How have our grey seals adapted to eat venomous weever fish?

Few, if any, of Ireland’s mammals have evolved the ability to eat venomous creatures

Grey seals tend to eat fish whole. Illustration: Michael Viney

Grey seals tend to eat fish whole. Illustration: Michael Viney

 

Ireland can boast one of the least toxic terrains on the planet, at least for people. With the exception of a few deadly mushrooms, which are avoidable, the most poisonous wildlife drifts in from outside – notably a few stinging jellyfish.

Few if any of our fellow mammals in Ireland have needed to evolve ways of eating other, venomous, creatures. In the rest of the world at least 3O mammals are known to have developed biochemical defences that negate a poison or numb response to pain.

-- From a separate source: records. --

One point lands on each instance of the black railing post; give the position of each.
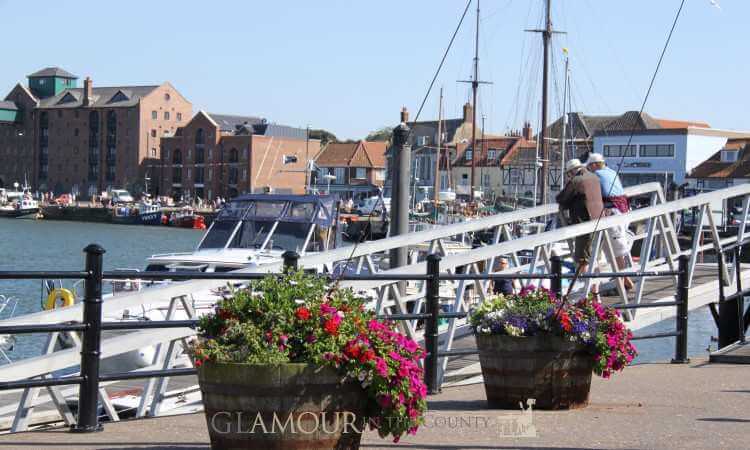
(741, 298)
(88, 397)
(556, 282)
(680, 351)
(290, 260)
(431, 324)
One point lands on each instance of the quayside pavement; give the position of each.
(649, 406)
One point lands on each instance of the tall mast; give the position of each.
(547, 33)
(474, 87)
(565, 120)
(436, 187)
(546, 37)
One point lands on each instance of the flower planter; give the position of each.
(284, 406)
(553, 371)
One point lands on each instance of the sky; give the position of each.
(350, 66)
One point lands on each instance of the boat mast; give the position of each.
(436, 187)
(547, 33)
(565, 120)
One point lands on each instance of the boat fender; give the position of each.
(67, 297)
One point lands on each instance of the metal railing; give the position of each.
(92, 325)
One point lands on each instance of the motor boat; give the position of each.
(18, 204)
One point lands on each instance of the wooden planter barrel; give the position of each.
(286, 406)
(553, 371)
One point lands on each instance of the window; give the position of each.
(729, 155)
(340, 174)
(657, 150)
(618, 150)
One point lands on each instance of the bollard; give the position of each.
(680, 352)
(741, 298)
(432, 295)
(556, 269)
(290, 260)
(88, 397)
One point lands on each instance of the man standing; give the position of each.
(582, 197)
(615, 202)
(612, 191)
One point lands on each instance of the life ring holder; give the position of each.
(66, 295)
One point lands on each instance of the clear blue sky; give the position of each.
(349, 66)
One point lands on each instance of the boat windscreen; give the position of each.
(219, 234)
(252, 234)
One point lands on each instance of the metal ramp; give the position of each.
(655, 222)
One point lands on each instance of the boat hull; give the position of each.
(16, 213)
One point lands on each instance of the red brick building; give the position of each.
(223, 155)
(85, 140)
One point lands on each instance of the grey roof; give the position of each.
(102, 97)
(52, 72)
(275, 130)
(429, 128)
(584, 126)
(8, 105)
(231, 123)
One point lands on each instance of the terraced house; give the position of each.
(226, 155)
(66, 138)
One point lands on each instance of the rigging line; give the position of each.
(336, 283)
(632, 132)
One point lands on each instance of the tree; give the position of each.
(381, 134)
(324, 136)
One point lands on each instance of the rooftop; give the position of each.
(52, 72)
(102, 97)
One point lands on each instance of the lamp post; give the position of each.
(328, 178)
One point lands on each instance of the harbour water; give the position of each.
(58, 245)
(53, 245)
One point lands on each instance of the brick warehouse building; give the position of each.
(223, 155)
(85, 140)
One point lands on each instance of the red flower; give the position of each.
(331, 327)
(302, 313)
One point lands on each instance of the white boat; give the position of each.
(17, 203)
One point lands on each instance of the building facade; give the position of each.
(85, 140)
(224, 155)
(664, 155)
(351, 169)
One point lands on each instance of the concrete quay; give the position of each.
(649, 406)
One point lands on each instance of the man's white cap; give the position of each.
(594, 157)
(573, 164)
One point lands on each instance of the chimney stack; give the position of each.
(527, 131)
(468, 112)
(404, 115)
(88, 92)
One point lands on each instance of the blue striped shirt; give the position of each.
(610, 183)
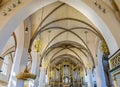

That could be said, I suppose, about Ireland’s badgers and pine martens, attacking bees’ and wasps’ nests for grubs. But our hedgehogs, unlike some of those in continental Europe, do not include scorpions or vipers in their prey.

All this makes it more intriguing that some Irish grey seals may specialise in eating the venomous weever fish, Echiichthys vipera, whose piercing of any human foot can prove extremely painful.

Wintering at the moment in near-hibernation in deeper, warmer water at perhaps 150 metres, the hand-size lesser weever returns to the shallows in early summer, burrowing into the sand and resting there with just its eyes and the tip of its black dorsal fin exposed. Its ambition is the ambush of little fish such as blennies and gobies with a dart of its upward-pointing mouth.

It is also equipped to punish anything that tries to eat it, or otherwise presses on its venomous dorsal spines. It can stay buried as the tide recedes and wait in the sand until the water comes back.

Fear of the weever would occasionally haunt my own childhood paddling on the intertidal sands of Sussex. The memory was revived a year or two ago when Mayo surfers at nearby Carrowniskey began writing agitated blogs about the apparent concentration of weevers on that strand.

“On the rare occasions when it is plentiful,” one expert wrote, “rows of erect black triangles decorate the sand floor of the seabed.”

Something like that may have supplied the remarkable appetite of some seals for weevers reported in Biology and Environment, the journal of the Royal Irish Academy. The discovery is a spin-off from a study by four researchers at UCC, led by Dr Martha Gosch, examining the diet of grey seals for potential impact on commercial fisheries.

Repeat offerings

This entailed gathering some 150 seal scat (droppings, faeces) from sand banks at Raven Point in Wexford Harbour used as a haul-out by up to 300 animals. Collected between cleansing tides and across two years, the scats were unlikely to repeat offerings from the same individuals.

Weever remains, including the bony otoliths of the inner ear (a standard identification of fish), were found in 4 per cent of the droppings, including one scat with remains of 76 of them, plus one sign of flatfish. The relatively high abundance of weever in a limited number of scats, the study concluded, was “some evidence for specialisation”.

It also suggested that the seals had developed a way of eating the fish without suffering from the venom. The skin inside a seal’s mouth and oesophagus is not especially thick compared with that of the leatherback turtle, which regularly eats jellyfish with toxic stings. Grey seals tend to eat fish whole, suggesting that they may have learned to gulp weevers head first, helping to push the poison spine flat.

Seals themselves figure among specialised choices of prey. Wildlife films have shown spectacular and chilling sequences of killer whales (orcas) killing seals, surging onto beaches to drag them into the sea on the southern coast of Argentina or ganging up to make waves that wash Arctic seals off ice floes.

Given the abundance of seals off Ireland and Scotland, this has me wondering why the orcas – two separate groups with seven or eight in each – have seemed to leave them alone.

Some genetic research on orcas, including those of the north Atlantic, suggests that their small social groups have created “cultures” of hunting that are genetically inherited. Some, more nomadic, groups are seal eaters while others hunt fish and seabirds off particular coasts. The orcas that commute between west Scotland and Ireland are well-known as fish eaters, though others have been filmed eating harbour porpoises off Scotland.

At Shetland last September, orcas were videoed flipping a harbour seal pup into the air, like the playful assassins of Argentina. And new research from the University of Aberdeen potentially links the orcas to a dramatic decline in numbers of Scotland’s harbour seals, with numbers in Orkney and Shetland dropping by 40 per cent in five years.

Unlike the grey seals, which pup in late autumn, the smaller harbour seals pup in June and July, the months when most orca sightings are reported to the Irish Whale and Dolphin Group. The last harbour seal surveys, almost two decades ago, found more than 4,000 of them around Ireland’coasts. It may soon seem appropriate to count them again.